Au mépris de ce que tout le monde voit dans le pays et de la polarisation sociale -Clichy contre Neuilly- contenue dans le vote du 6 mai, Sarkozy et Fillon doivent tenir le discours du "rassemblement" selon lequel il n’y a pas "deux France", mais une seule, la leur, évidemment. Cette prudence bonapartiste de leur part comporte même le risque de ne pas permettre aussi facilement qu’on le dit le transfert des voix du type FN portées sur Sarkozy les 22 avril et 6 mai sur les notables UMP les 10 et 17 juin. Ils prennent donc un risque calculé. Pourquoi peuvent-ils se le permettre ?

Pas de refondation socialiste sans rupture avec le défaitisme des organisateurs de la défaite !

La réponse est éclatante : c’est l’état de la gauche, c’est-à-dire la politique de ses dirigeants, qui aprés avoir permis l’élection de Sarkozy permet maintenant à son gouvernement de commencer avec prudence mais détermination à aller de l’avant vers l’application de son programme.

La synthèse claire et nette de la politique des dirigeants, de tous les dirigeants, du PS, et aussi du PCF et de l’extrême-gauche, est leur position concernant les élections législatives. Tous semblent avoir intériorisé comme une évidence qu’aprés le scrutin du 6 mai, l’UMP, avec ou sans les ersatz "centristes", devrait remporter ces élections. Alors qu’en réalité le seule raison pour laquelle l’UMP peut aborder ces élections avec confiance c’est justement cet état-d’esprit et cette politique des dirigeants à gauche !

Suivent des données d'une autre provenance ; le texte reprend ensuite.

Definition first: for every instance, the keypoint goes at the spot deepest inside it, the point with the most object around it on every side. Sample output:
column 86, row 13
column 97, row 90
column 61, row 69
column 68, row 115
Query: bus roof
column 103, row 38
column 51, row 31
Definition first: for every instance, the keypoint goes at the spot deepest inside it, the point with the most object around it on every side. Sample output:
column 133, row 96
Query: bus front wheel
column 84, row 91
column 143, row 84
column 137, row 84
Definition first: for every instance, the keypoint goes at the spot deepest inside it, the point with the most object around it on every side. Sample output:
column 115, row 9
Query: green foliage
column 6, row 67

Ces bonnes âmes qui ont donné des leçons de prétendue démocratie aux secteurs de la jeunesse qui se sont immédiatement insurgés contre l’élection de Sarkozy, les appelant à "respecter le verdict des urnes", ne respectent pourtant pas celui-ci : par avance, elles acceptent la loi de la V° République, concrétisée dans le calendrier mis en place par L.Jospin qui fait se suivre présidentielles et législatives, selon laquelle l’élection des députés ne doit pas consister à voter pour ou contre un programme et pour des choix politiques mais à nominer les courtisans de sa Majesté.

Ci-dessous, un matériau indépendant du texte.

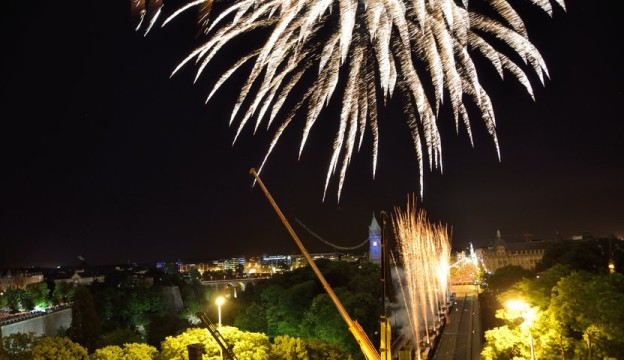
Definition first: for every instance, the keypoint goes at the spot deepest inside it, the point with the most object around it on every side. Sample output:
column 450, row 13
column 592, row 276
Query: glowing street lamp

Quelques remarques sur l’ "ouverture" et les Kouchner-Allègre-Besson-Hirsch ...

Notons en passant que la position en apparence trés "radicale" selon laquelle les élections n’ont plus d’importance, selon laquelle battre Sarkozy aux législatives ne pourrait déboucher que sur une cohabitation et donc de nouvelles trahisons et que cela n’en vaut vraiment pas la peine, rejoint sur le fond le défaitisme des Hollande, des Strauss-Kahn comme des Buffet, etc. Car en réalité, Sarkozy n’a évidemment pas été élu pour cohabiter. Si sa défaite aux législatives doit être un impensé, c’est parce qu’elle est impensable pour la bourgeoisie. Nul doute, évidemment, que les élus PS qui seraient dans ce cas là majoritaires plaideraient la cohabitation, mais la réalité, ce serait que les cartes seraient rebattues, que la crise de la V° République, que la "rupture" de Sarkozy vise à conjurer, entrerait dans une nouvelle phase, qu’un puissant appel d’air serait donné à la lutte sociale directe pour défaire Sarkozy.

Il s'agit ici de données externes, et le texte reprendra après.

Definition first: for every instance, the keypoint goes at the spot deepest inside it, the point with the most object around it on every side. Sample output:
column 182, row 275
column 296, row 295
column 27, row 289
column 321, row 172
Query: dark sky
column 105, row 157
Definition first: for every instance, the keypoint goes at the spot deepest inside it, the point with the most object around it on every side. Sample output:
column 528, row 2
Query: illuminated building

Notons en passant aussi que si la nomination d’un Kouchner aux Affaires étrangères et la parade ostentatoire de ministres "socialistes" "d’ouverture" dans le gouvernement Sarkozy a un tel retentissement, c’est uniquement en raison du défaitisme et de la décomposition des cercles dirigeants du PS lui-même, ainsi que des formations censées représenter sa "gauche". En elle-même le flirt d’un Allègre ou la promotion d’un Kouchner ne concernent pas les salariés conscients qui savent, comme les enseignants à propos d’Allègre par exemple, que ces gens là ne trahissent personne car ils n’ont jamais varié, ont toujours été des aventuriers politiques pour le compte du capital. Kouchner, ancien permanent des Jeunesses du PCF dans les années soixante, est mélé à tous les coups fourrés les plus sanglants de l’impérialisme français depuis sa mission au Biafra en 1969 jusqu’au blanchissage de Total pratiquant le travail forcé en Birmanie, en passant par la préparation de la guerre en Somalie sous le nom " d’ "opération sac de riz" : c’est un cynique aventurier dont l’existence politique lui a été procurée par la direction du PS parce que celle-ci l’a bien voulue, et que Sarkozy a choisi comme symbole de son atlantisme, pour faire son caniche comme, à une autre échelle, Blair le fut envers Bush. Ces palinodies n’auraient d’intérêt que par le spectacle de décadence morale et sociale qu’elles offrent, si elles ne reflétaient aussi la décomposition à laquelle touchent les sommets du PS, qui reste pourtant, contradictoirement, presque le seul instrument réel électoralement contre Sarkozy dans les échéances les plus immédiates.

Notons enfin, toujours en passant et à propos de cette prétendue "ouverture", que la nommination de l’héritier de l’abbé Pierre, Martin Hirsch, en l’associant à Christine Boutin en charge du Logement, réalise la réunification des fractions catholiques "progressistes" et "conservateurs" dans un même gouvernement ; ou encore que l’affectation de M.Besson, alias Tullius Detritus, à la "prospective" ne manque pas de sel. Mais ce sont là des détails.

On n’esquivera pas les élections législatives.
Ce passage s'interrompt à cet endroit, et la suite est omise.